Wisdom and caution advisable

It is important that churches use these freedoms responsibly. Churches will manage their exit from lockdown differently, owing to, for instance, differences in the size and make-up of their congregation and their place of worship. But, with infections rising, it is clear that risks remain, so a cautious approach is probably called for. 

If cases are very low, there are few reasons for continued mitigating measures because there is so little of the virus in circulation, but as now, when many people are contracting the virus, there are reasons to continue some measures that limit the spread of the virus. Similarly, a church that meets in a large cavernous warehouse or ancient stone building has far better ventilation than a church meeting in a stuffy function room or local community centre. The key factors of density, duration and distance still make a difference and should inform church decision-making. 
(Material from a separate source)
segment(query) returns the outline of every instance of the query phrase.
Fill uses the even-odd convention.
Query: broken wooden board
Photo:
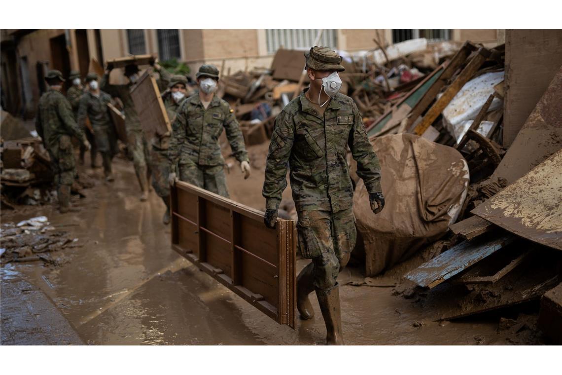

The removal of the requirement to where face masks in enclosed spaces is perhaps the most controversial of the Government’s proposed changes. Very few people like wearing masks, but their impact is primarily on the spread of the virus to other people rather than protecting the wearer. The CONFESS study from UCL showed the high effectiveness of face masks in limiting droplet spread from singing, so as churches have the freedom to sing together as a congregation, the continuation of mask wearing may be a sensible precaution.

The next steps for churches will likely be varied, some churches will want to embrace all the freedoms that they are given, and other will be far more cautions. Some will know that not all their congregation will come to in-person services, perhaps especially if precautionary measures are lifted all at once. Other churches will continue to think how they can make use of online engagement to reach new people who might not come into the building. 

As we emerge from this pandemic, let’s make grace our primary value. As churches take different steps, we need to show compassion and understanding as people wrestle through the implications and come to differing conclusions. Let’s celebrate that we can worship together more freely, but also continue to love and care for our neighbour. Our churches have been beacons of welcome and hope for so many in our communities. As our society prepares to embrace life post-pandemic, my prayer is that we continue to show the world how to honour, value and be gracious to all those around us, whatever that might look like.